A long time ago in a galaxy far far away, as naive as we were, we started with lengthy, manual commands to generate a Debian file and then some manual work to Slack/email it to a person directly in charge of said production hardware to install the updated package. Of course, the process was often repeated many times if there was a need to make a quick-fix kind of change (I still have nightmares about this today)

Then, by the time the Empire struck back, our team had dedicated a private server to distribute these Debian (.deb) files to the production hardware and other developers who depended on it. This was a good solution in terms of distribution, but the logistics of testing/building/uploading the file to the server were still in same stage of disrepair as the Millennium Falcon was in Episode 5 - flying, but without a hyperdrive. We needed and wanted a hyperdrive to escape the clutches of the ~~Empire~~ lots and lots of manual labour and asking people with SSH tunnel to the APT repository server to manually upload a new version of the Debian file.

Finally, a Jedi returned and said Jedi bravely noticed a tab called Actions on every repository. Thus, a new era has begun in the galaxy, an era which promised a bright future where all laborious, manual tasks will be automated and quick-fixes can be tested, build and delivered to the production hardware in minutes, not hours. Automatically. By computers, using magic, no less.

Naive Version 1

As the developer was just a padavan learner of GitHub Actions, the first GitHub Action (alias 'GHA' 'GitHub Action') workflow was a collection of snippets from various tutorials and docs, trying to understand the ways of the GHA workflows. Essentially, it achieved this:
(note, 🤬 denotes a source of fatal-error in this initial attempt.
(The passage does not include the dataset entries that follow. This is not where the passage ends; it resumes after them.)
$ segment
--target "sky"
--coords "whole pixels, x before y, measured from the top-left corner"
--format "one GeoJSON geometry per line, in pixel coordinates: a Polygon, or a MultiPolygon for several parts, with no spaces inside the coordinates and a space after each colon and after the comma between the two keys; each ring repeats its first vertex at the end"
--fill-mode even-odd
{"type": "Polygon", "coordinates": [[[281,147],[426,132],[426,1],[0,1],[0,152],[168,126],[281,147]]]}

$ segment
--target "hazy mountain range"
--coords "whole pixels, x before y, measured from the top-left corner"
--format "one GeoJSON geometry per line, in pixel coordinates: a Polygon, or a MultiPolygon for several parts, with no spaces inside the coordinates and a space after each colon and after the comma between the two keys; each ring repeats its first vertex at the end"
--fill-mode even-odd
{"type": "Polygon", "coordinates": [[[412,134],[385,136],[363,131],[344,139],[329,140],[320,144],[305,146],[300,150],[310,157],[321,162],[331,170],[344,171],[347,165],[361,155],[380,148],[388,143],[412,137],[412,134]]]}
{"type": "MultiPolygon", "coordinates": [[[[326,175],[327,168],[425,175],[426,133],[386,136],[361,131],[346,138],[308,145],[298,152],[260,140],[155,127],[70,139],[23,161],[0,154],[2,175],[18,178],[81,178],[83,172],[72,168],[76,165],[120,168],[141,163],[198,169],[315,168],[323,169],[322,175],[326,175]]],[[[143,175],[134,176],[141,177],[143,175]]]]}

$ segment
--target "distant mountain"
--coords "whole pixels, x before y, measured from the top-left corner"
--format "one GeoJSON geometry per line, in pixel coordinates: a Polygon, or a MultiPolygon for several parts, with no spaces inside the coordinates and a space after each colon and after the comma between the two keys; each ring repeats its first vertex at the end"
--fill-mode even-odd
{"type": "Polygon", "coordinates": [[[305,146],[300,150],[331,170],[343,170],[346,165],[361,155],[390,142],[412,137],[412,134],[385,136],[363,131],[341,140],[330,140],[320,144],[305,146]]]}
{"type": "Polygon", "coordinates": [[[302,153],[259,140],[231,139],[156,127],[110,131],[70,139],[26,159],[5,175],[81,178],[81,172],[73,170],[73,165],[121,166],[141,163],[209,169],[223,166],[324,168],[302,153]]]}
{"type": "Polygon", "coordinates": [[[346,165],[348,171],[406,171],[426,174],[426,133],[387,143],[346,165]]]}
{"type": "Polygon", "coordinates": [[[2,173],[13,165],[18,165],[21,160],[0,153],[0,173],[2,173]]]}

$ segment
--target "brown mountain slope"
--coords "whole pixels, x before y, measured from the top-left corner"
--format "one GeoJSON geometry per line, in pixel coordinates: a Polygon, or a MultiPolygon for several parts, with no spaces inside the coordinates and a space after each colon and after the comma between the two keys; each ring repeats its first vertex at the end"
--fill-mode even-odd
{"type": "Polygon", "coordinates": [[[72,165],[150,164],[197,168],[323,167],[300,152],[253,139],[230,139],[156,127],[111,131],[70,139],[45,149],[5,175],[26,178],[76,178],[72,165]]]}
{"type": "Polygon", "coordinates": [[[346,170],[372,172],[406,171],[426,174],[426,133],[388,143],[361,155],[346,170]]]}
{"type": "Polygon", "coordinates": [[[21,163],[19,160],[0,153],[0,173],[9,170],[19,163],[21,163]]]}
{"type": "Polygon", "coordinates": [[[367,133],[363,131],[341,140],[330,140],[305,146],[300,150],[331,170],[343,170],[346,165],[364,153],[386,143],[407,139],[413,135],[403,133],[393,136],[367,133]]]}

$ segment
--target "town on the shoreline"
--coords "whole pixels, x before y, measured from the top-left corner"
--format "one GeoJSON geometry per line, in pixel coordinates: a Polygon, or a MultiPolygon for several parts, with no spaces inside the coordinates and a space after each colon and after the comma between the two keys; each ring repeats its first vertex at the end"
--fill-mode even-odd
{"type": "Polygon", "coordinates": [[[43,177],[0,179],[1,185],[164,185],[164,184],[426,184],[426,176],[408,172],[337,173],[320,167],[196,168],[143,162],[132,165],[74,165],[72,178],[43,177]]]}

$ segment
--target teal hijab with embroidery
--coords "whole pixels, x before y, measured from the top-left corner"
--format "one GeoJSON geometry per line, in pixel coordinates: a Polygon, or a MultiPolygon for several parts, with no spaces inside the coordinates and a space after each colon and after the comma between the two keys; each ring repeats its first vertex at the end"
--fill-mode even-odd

The amount of such emojis indicates the gravity of the error)

Set up strategy matrix to run on base-bones (🤬) Ubuntu 16.04 and 18.04 Docker containers.
Configure locales (🤬)
Install a ton (🤬🤬🤬) of basic dependency packages in the container. (we are talking wget kind of stuff here)
Upgrade git (of all things) so that actions/checkout would not default to REST API cloning method via a zip file and would actually create a .git directory. (I still have nightmares about this today)
Clone target repo (duh)
Create a workspace (1/2 🤬)
Clone repositories which are dependencies for the target repository
Install/upgrade dependency packages
Run tests
Build Debian file
Create release on GitHub, upload CHANGELOG to it
Upload the Debian file to the APT repository server
Trigger an update there
Check if the Debian file installs of clean container
Notify us in Slack

This workflow worked but it had these flaws:

Workflow file itself was long and hard to read
Workflow performed a lot of repetitive steps on every run that had nothing to do with the tasks it actually needs to do on every run.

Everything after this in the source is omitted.